Nov 172012

As long ago as 1885, Ernst Georg Ravenstein, a German-English cartographer, proposed seven “laws of migration” that arose from his studies of migration in the U.K.

The original seven laws, as expressed by Ravenstein, were:

  • 1) Most migrants only proceed a short distance, and toward centers of absorption.
  • 2) As migrants move toward absorption centers, they leave “gaps” that are filled up by migrants from more remote districts, creating migration flows that reach to “the most remote corner of the kingdom.”
  • 3) The process of dispersion is inverse to that of absorption.
  • 4) Each main current of migration produces a compensating counter-current.
  • 5) Migrants proceeding long distances generally go by preference to one of the great centers of commerce or industry.
  • 6) The natives of towns are less migratory than those of the rural parts of the country.
  • 7) Females are more migratory than males.

These laws, though certainly not accepted uncritically, have provided a basic framework for many later studies of migration. Surprisingly, despite the wording of law 7, there has been remarkably little focus on female migration in the literature, with far more attention being paid in most studies to the migration of men.

Wilson-Tamar-Diana-coverRecognizing this, anthropologist Tamar Wilson provides a detailed account of several important aspects of female migration in her Women’s Migration Networks in Mexico and Beyond (University of New Mexico Press, 2009).

Wilson’s book focuses on the experiences and thoughts of doña Consuelo [all names are pseudonyms], a woman she met while researching in Colonia Popular, a Mexicali squatter settlement, in 1988, and her daughters Anamaria and Irma.

Over a period of several years, and in small part due to marrying a man from Colonia Popular, the author was able to become an insider, invited to all family functions, helping pay for expenses of other family members for such things as tuition, gaining a unique perspective that extends far beyond that usually available to researchers. Yet, at the same time, she remained an observer, recording conversations and impressions and arranging interviews as she felt necessary in order to tease out the details relating to the migration network involved.

The book is solidly grounded in migration theory and the early chapters call heavily on secondary sources. The first chapter (Herstories) provides a useful summary of the history of Mexican migration to the USA since the mid-nineteenth century, and of the increasing participation of women in international migration from Mexico.

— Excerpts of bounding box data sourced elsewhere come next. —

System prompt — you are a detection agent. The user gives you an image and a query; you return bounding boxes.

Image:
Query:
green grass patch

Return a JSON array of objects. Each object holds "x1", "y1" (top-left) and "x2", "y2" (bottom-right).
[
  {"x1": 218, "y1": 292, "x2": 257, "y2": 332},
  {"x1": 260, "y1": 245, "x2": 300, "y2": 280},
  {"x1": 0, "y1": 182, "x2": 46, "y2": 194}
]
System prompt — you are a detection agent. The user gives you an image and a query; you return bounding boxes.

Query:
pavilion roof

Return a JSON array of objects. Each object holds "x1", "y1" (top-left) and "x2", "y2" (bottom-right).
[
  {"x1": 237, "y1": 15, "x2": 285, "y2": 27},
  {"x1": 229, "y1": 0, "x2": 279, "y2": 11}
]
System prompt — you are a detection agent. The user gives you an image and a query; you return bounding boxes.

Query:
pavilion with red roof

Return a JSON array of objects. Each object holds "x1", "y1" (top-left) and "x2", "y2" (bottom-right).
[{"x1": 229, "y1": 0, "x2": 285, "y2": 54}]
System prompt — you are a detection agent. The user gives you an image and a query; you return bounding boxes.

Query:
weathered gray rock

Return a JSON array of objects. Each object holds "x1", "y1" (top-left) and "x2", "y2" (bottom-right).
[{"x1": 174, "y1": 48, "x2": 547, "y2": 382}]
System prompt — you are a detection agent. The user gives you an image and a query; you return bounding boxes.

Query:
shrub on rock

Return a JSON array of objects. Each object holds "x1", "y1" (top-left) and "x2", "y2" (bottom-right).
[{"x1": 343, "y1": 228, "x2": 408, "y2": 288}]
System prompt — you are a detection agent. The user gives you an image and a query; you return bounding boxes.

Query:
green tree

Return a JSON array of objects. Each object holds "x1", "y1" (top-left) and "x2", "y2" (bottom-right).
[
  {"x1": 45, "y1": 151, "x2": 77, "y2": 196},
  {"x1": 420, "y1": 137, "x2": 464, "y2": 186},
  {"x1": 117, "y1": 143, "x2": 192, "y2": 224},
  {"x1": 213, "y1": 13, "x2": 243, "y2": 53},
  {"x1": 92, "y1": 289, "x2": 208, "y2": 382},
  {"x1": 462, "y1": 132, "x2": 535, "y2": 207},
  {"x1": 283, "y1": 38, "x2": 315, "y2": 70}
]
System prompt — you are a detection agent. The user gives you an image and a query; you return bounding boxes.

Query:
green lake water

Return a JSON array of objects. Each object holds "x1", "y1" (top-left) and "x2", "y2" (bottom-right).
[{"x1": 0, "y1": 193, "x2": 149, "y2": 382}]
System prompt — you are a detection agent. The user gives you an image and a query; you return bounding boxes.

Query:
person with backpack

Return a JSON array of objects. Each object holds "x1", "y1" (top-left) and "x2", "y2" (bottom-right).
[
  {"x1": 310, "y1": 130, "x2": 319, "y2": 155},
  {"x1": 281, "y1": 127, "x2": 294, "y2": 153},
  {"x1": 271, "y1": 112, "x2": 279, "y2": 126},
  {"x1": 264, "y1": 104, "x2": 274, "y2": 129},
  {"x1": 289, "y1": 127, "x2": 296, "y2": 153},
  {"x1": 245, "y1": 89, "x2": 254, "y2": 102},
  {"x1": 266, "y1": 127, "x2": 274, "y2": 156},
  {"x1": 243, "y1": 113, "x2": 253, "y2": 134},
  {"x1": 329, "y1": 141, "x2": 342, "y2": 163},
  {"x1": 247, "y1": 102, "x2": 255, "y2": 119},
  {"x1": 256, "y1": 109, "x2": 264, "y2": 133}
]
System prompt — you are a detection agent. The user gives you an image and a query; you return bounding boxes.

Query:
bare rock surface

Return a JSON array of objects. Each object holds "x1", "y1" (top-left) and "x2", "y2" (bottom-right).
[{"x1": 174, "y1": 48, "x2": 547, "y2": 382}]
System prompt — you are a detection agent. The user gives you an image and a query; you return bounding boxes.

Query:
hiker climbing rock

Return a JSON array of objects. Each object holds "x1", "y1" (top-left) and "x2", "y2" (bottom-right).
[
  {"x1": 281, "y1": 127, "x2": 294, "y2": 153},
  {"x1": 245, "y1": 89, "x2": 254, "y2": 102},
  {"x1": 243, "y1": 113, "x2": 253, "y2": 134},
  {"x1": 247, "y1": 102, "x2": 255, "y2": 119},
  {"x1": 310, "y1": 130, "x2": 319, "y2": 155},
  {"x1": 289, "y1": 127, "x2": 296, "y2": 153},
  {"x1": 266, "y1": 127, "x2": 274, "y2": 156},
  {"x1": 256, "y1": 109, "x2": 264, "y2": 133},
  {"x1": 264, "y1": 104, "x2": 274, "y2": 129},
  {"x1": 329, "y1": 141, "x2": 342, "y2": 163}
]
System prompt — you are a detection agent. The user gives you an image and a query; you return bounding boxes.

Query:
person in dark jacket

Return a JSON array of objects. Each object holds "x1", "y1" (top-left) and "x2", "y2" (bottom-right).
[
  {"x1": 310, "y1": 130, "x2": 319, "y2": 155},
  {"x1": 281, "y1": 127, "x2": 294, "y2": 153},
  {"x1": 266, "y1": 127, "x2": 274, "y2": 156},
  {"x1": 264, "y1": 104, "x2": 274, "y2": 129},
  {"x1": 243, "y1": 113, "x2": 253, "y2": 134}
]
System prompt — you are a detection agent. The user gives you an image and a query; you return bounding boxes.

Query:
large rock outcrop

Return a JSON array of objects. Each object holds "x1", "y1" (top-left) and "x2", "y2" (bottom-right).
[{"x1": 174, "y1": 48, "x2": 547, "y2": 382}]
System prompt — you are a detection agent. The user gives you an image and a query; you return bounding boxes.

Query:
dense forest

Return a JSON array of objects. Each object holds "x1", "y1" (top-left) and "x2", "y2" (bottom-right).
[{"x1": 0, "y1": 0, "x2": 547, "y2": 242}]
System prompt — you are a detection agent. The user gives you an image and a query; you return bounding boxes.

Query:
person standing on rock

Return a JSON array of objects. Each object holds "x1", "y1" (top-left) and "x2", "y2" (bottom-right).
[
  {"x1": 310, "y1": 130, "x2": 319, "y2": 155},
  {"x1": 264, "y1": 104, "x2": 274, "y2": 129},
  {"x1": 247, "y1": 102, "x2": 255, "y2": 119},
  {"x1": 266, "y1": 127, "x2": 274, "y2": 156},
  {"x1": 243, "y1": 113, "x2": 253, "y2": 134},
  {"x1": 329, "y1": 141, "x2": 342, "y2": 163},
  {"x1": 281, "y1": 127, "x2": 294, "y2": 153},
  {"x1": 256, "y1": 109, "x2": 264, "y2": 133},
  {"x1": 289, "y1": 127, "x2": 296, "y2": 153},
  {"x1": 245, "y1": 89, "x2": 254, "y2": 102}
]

Chapter 2 summarizes the history of female employment in Mexico over the same time period, and changes in gender relations in recent decades, while Chapter 3 provides the theoretical background, emphasizing the key concepts of migration networks, social capital and the peculiarities of transnational migration.

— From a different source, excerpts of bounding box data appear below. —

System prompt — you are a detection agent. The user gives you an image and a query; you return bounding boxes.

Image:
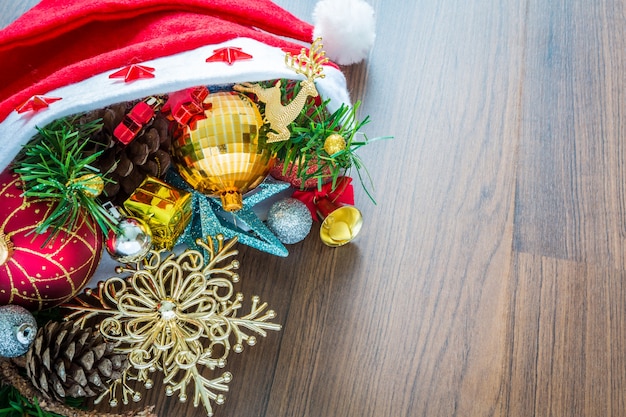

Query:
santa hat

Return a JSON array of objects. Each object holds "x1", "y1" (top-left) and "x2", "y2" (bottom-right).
[{"x1": 0, "y1": 0, "x2": 374, "y2": 171}]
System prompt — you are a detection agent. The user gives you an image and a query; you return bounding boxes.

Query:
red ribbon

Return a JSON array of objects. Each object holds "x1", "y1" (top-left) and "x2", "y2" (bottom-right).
[{"x1": 292, "y1": 177, "x2": 354, "y2": 221}]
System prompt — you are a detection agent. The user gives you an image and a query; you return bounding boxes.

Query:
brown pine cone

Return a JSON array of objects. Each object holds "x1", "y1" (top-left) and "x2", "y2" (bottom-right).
[
  {"x1": 85, "y1": 101, "x2": 172, "y2": 206},
  {"x1": 26, "y1": 321, "x2": 128, "y2": 401}
]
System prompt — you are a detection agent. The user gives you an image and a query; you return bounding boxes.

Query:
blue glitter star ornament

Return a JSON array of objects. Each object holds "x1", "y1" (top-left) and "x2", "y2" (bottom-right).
[{"x1": 166, "y1": 170, "x2": 289, "y2": 257}]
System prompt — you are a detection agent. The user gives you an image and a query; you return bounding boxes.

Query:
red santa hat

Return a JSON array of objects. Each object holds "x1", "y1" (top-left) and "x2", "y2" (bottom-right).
[{"x1": 0, "y1": 0, "x2": 374, "y2": 167}]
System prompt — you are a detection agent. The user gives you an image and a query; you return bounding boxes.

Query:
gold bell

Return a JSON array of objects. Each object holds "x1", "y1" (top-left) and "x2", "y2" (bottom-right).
[{"x1": 314, "y1": 198, "x2": 363, "y2": 247}]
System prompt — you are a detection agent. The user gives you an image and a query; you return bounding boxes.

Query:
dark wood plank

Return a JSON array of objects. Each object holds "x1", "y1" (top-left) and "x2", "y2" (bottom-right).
[
  {"x1": 506, "y1": 254, "x2": 626, "y2": 416},
  {"x1": 515, "y1": 0, "x2": 626, "y2": 268}
]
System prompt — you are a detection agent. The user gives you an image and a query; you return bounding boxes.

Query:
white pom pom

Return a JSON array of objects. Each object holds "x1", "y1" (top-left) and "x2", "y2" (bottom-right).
[{"x1": 313, "y1": 0, "x2": 376, "y2": 65}]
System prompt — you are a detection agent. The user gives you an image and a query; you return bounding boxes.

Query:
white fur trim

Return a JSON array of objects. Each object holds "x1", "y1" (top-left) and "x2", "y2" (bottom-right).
[
  {"x1": 0, "y1": 38, "x2": 350, "y2": 169},
  {"x1": 313, "y1": 0, "x2": 376, "y2": 65}
]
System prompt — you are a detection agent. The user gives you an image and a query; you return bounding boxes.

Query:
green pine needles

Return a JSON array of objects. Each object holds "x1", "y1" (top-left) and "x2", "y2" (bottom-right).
[
  {"x1": 14, "y1": 116, "x2": 116, "y2": 240},
  {"x1": 0, "y1": 385, "x2": 82, "y2": 417}
]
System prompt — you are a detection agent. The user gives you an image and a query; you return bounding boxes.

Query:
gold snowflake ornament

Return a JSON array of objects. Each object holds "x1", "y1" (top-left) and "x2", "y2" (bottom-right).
[{"x1": 66, "y1": 235, "x2": 281, "y2": 416}]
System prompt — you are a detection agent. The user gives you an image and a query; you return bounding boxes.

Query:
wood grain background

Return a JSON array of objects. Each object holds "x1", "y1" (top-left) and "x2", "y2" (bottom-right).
[{"x1": 0, "y1": 0, "x2": 626, "y2": 417}]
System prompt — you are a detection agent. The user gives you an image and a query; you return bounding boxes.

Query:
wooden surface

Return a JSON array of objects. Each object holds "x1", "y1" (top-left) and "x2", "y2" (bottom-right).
[{"x1": 0, "y1": 0, "x2": 626, "y2": 417}]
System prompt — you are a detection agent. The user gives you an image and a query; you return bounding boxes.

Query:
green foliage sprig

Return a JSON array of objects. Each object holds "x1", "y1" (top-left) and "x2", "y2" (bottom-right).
[
  {"x1": 14, "y1": 117, "x2": 116, "y2": 240},
  {"x1": 0, "y1": 385, "x2": 84, "y2": 417}
]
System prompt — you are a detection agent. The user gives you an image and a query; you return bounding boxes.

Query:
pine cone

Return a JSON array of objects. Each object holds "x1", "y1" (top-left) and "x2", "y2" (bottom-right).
[
  {"x1": 26, "y1": 321, "x2": 128, "y2": 401},
  {"x1": 85, "y1": 101, "x2": 172, "y2": 206}
]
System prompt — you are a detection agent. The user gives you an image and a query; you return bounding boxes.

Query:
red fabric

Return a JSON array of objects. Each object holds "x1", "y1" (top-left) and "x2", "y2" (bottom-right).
[
  {"x1": 0, "y1": 0, "x2": 313, "y2": 121},
  {"x1": 292, "y1": 177, "x2": 354, "y2": 221}
]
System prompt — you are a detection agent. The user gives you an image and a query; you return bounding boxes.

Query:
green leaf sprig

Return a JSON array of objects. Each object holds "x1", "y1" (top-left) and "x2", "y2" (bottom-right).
[{"x1": 14, "y1": 116, "x2": 116, "y2": 241}]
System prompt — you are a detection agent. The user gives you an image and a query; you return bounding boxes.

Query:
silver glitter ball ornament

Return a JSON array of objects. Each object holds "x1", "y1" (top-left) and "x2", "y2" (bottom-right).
[
  {"x1": 106, "y1": 217, "x2": 152, "y2": 263},
  {"x1": 0, "y1": 305, "x2": 37, "y2": 358},
  {"x1": 267, "y1": 198, "x2": 313, "y2": 245}
]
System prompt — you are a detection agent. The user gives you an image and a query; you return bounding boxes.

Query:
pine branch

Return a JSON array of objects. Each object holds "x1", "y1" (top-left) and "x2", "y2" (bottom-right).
[
  {"x1": 14, "y1": 117, "x2": 116, "y2": 239},
  {"x1": 0, "y1": 359, "x2": 156, "y2": 417}
]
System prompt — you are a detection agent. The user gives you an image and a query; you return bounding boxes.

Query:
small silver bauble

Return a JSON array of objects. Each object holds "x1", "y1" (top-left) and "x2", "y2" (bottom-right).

Wilson summarizes the findings of previous studies as suggesting that, “Women migrants within Mexico tend to be disproportionately single and either separated, abandoned, or widowed, and single mothers tend to accompany parents. Young, single women seem to be attracted to the border by the possibilities of finding work in the maquiladoras, underscoring women’s generally ignored status as labor migrants. ” However, based on her fieldwork between 1988 and 1992, she found that  “None of the women in Colonia Popular had migrated to Mexicali in order to work in the maquiladoras, but some of their teenage daughters were employed in those assembly plants”.

Six chapters then focus on the personal experiences of doña Consuelo and her family and friends. Extensive quotations (translated into English) from interviews are linked with a clear narrative. These chapters are full of interest as the reader is drawn into the lives of the women and family members involved.

In the final chapter, Wilson draws nine general conclusions from her research:

  1. Poor women in Mexico engage in a variety of income-producing activities in both the formal and informal economies that may involve migration.
  2. Many if not most women accept the system of male domination but may opt out of an unhappy marriage if men do not live up to certain standards they consider fair. This is especially true in urban areas where women can find work.
  3. Although many women migrate under the auspices of husbands or fathers, women’s migration in Mexico can take [place independently of males.
  4. Extended family migration to a given city often also involves migration to a specific colonia or neighborhood within that city.
  5. The social capital provided by networks exists on individual, familial and community levels
  6. Strong ties can be either reinforced or weakened over time and the family life cycle, and weak tie can be converted into strong ties or abandoned. Transnational migration networks multiply in urban centers when siblings or offspring marry.
  7. Transnational migration networks can be anchored in a multiplicity of locales, including place of origin, place of anterior (internal or transnational) migration, or place of one’s current residence or that of one’s parents, spouse’s parents or other kin
  8. Adaptation networks for urban-origin migrants at destination may be, to a great extent, composed of work-site acquaintances converted into friends or ritual kin, and both friends and ritual kin may introduce migrants to future friends and ritual kin.
  9. Transnationalism involves individuals embedded in households, families and networks who, through their ability to cross borders, provide connecting links between kin in Mexico and kin in the United States.